If you want the docker container to run in the background pass the -d
flag right after docker run
.
You can adjust the maximum cache size by appending --max_size=N
, where N is
the maximum size in Gibibytes.
Don't name your deployment bazel-remote
!
Kubernetes sets some environment variables based on this name, which conflict
with the BAZEL_REMOTE_*
environment variables that bazel-remote tries to
parse.
The command below will build a docker image from source and install it into your local docker registry.
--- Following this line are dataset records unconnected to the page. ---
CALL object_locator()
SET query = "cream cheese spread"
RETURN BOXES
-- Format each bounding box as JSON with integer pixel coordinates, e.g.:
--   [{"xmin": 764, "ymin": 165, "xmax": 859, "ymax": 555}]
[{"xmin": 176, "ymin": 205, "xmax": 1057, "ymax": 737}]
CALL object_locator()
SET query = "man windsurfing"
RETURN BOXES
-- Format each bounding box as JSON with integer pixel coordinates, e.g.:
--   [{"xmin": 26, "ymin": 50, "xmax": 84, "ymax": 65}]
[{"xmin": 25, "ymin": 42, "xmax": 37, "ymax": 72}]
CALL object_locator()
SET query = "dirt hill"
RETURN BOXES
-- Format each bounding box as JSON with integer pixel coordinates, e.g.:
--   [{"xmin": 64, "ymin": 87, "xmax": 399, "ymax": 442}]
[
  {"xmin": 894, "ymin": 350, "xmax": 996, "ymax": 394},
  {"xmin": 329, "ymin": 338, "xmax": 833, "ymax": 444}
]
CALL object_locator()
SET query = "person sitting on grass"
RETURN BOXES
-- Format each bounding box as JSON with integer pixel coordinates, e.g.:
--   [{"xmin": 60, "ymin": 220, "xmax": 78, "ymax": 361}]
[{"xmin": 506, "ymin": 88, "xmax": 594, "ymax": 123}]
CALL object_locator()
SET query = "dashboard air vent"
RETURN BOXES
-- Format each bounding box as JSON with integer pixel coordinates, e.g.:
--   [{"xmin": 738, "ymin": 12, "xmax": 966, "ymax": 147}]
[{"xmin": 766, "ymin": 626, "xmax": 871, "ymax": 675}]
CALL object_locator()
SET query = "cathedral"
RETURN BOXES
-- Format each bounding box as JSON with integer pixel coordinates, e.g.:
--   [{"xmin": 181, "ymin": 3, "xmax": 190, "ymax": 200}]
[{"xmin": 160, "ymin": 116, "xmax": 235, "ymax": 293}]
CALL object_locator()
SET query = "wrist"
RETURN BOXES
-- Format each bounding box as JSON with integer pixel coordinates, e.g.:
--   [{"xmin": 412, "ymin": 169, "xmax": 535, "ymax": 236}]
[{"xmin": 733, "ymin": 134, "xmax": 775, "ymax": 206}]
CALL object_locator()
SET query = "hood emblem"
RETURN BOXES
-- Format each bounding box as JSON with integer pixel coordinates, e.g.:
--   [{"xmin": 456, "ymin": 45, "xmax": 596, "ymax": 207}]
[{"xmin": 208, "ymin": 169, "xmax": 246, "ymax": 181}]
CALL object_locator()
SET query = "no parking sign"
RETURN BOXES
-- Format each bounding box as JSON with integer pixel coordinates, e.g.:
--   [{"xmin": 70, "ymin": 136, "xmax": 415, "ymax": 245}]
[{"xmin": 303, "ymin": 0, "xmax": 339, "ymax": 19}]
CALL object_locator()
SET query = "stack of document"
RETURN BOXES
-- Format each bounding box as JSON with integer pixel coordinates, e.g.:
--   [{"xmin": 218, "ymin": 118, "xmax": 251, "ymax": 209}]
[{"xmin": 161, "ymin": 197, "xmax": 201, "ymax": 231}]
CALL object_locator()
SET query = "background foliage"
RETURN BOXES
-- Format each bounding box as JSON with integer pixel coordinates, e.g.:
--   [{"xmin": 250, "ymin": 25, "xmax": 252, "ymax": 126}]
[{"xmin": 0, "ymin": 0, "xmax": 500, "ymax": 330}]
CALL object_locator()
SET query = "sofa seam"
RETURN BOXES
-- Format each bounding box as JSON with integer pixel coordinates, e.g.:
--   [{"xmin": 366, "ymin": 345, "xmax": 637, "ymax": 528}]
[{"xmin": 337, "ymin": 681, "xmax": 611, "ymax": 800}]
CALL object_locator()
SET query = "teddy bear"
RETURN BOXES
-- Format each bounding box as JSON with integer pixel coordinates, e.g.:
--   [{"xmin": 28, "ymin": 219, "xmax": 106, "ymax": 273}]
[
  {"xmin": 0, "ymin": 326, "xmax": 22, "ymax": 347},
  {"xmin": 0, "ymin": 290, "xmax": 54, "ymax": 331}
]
$ bazel run :bazel-remote-image
Bazel remote cache server can be run on an ARM architecture (i.e.: on a Raspberry Pi).
To build for ARM, use:
$ bazel run :bazel-remote-image-arm64
$ bazel build :bazel-remote
In order to pass a .htpasswd
and/or server key file(s) to the cache inside a docker container, you first need
to mount the file in the container and pass the path to the cache. The example below also configures TLS which is technically optional but highly recommended in order to not send passwords in plain text.
$ docker run -v /path/to/cache/dir:/data \
-v /path/to/htpasswd:/etc/bazel-remote/htpasswd \
-v /path/to/server_cert:/etc/bazel-remote/server_cert \
-v /path/to/server_key:/etc/bazel-remote/server_key \
-p 9090:8080 -p 9092:9092 buchgr/bazel-remote-cache \
--tls_enabled=true \
--tls_cert_file=/etc/bazel-remote/server_cert \
--tls_key_file=/etc/bazel-remote/server_key \
--htpasswd_file /etc/bazel-remote/htpasswd --max_size=5
To enable pprof profiling, specify a port with --profile_port
.
If running inside docker, you will also need to set --profile_host
to a
value other than 127.0.0.1
(--profile_host=
with an empty value should
work) and add a -p
mapping to the docker run commandline for the port.
See Profiling Go programs with pprof for more details.
To make bazel use remote cache, use the following flag:
--remote_cache=http://replace-with-your.host:port
. You can also use the
following protocols instead of http: https, grpc or grpcs (depending on your
bazel-remote configuration).
Basic username/password authentication can be added like so:
--remote_cache=http://user:pass@replace-with-your.host:port
To avoid leaking your password in log files, you can place this flag in a user-specific (and .gitignore'd) bazelrc file.
For more details, see Bazel's remote caching documentation.